Unease. A nervous sort of tension. Dread that a particular subject matter would come up, a sense of inevitably about the conversation. Other feelings, less specific: guilt, gratitude, concern, all intertwined and inextricable. Beneath them, stronger than any of the other feelings, but never at the forefront: love. It had been so many centuries since he had felt this way, but Santa Claus knew, he was feeling like a son.

“So,” Gary’s mother said, wiping the corners of her mouth. “Where is Warren today?”

The fear of the unwanted conversation lurched forward in Santa’s throat. He didn’t know who Warren was, only that Gary did not want to discuss him.

“He’s with his mother, of course.”

“Oh. Well, naturally dear, but I had rather hoped he could spare an hour or two for me.”

There was a trickle of discomfort in Santa’s spine, and he started to understand why Gary was reluctant to have this conversation. “I don’t think it’s that he can’t, Mom.”

“Then what’s the matter? Why don’t we call Tricia and–”

“I can’t call Tricia.”

“Why not?”

“I just… it’s complicated.”

She frowned at him. “Gary, I’m not one of your Facebook friends. Don’t give me that ‘it’s complicated’ nonsense. Tell me the truth.”

His stomach felt a heavy, bloating feeling that echoed itself in Santa’s gut. “She doesn’t want to see me, okay? She made that very clear.”

“What? Why not?”

“She said I’m the past. She wants to concentrate on the future.”

“You’re the past? That very well may work when some relationships end, Gary, but the two of you have a child together. You can never stay in the past.”

Santa and Blinky both gasped at the same time. “Gary’s a dad?” Blinky said. “Santa, how come we didn’t know about this?”

“I haven’t seen the boy,” Santa said. “Gary doesn’t even have any pictures of him in the apartment.” His own confusion melded with Gary’s feelings — anguish at the conversation, regret and loss at the thought of Warren — and he felt very much like the spirit of Christmas was about to return his fruitcake.

“I don’t know what you want me to do about it, Mom,” he said.

“For God’s sake, Gary, stand up for yourself. I don’t care if Tricia doesn’t want to see you. I don’t care if Tricia hates you, you’re still his father, and a boy needs a father.”

As Gary’s mother exploded, Santa felt that tugging again. He’d heard the term “emotional roller coaster” used over and over again, but this time it seemed literal. The pain and discomfort he was feeling for Gary suddenly left his body and he rolled somehow into a new host. There was pain there, still, but a different kind of pain. Anger, most of it for this “Tricia,” but some of it for Gary as well. Loss. Responsibility, as if he was somehow the reason Gary didn’t want to do what he needed to do. Love. Deep, burning love like nothing Santa had known.

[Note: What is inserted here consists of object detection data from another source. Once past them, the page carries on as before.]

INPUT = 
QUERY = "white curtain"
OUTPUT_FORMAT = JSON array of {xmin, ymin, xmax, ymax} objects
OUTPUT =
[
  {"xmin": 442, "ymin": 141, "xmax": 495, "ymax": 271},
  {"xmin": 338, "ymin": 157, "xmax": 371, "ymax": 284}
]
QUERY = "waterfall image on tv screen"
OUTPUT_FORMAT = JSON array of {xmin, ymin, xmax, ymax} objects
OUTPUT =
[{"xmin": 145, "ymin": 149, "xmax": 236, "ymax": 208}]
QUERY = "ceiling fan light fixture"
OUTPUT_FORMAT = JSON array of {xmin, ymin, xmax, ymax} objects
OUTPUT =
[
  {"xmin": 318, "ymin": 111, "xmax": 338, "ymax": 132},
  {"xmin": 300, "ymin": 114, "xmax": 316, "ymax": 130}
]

He was feeling the love of a mother from the inside. It was sweet, and beautiful, and perfect, and horrible, the last because if Gary could not find it within himself to take a stand, it clearly meant that she had done something wrong. It was her fault.

“That’s ridiculous,” Santa whispered. “She did her best. She tried as hard as a mother could.”

Didn’t matter. Her child’s failures were her own.

“Stop it,” Santa said. “Stop it, this is too much, this–”

“Oh, dear Nicholas, this is what mothers do. How about that one over there?”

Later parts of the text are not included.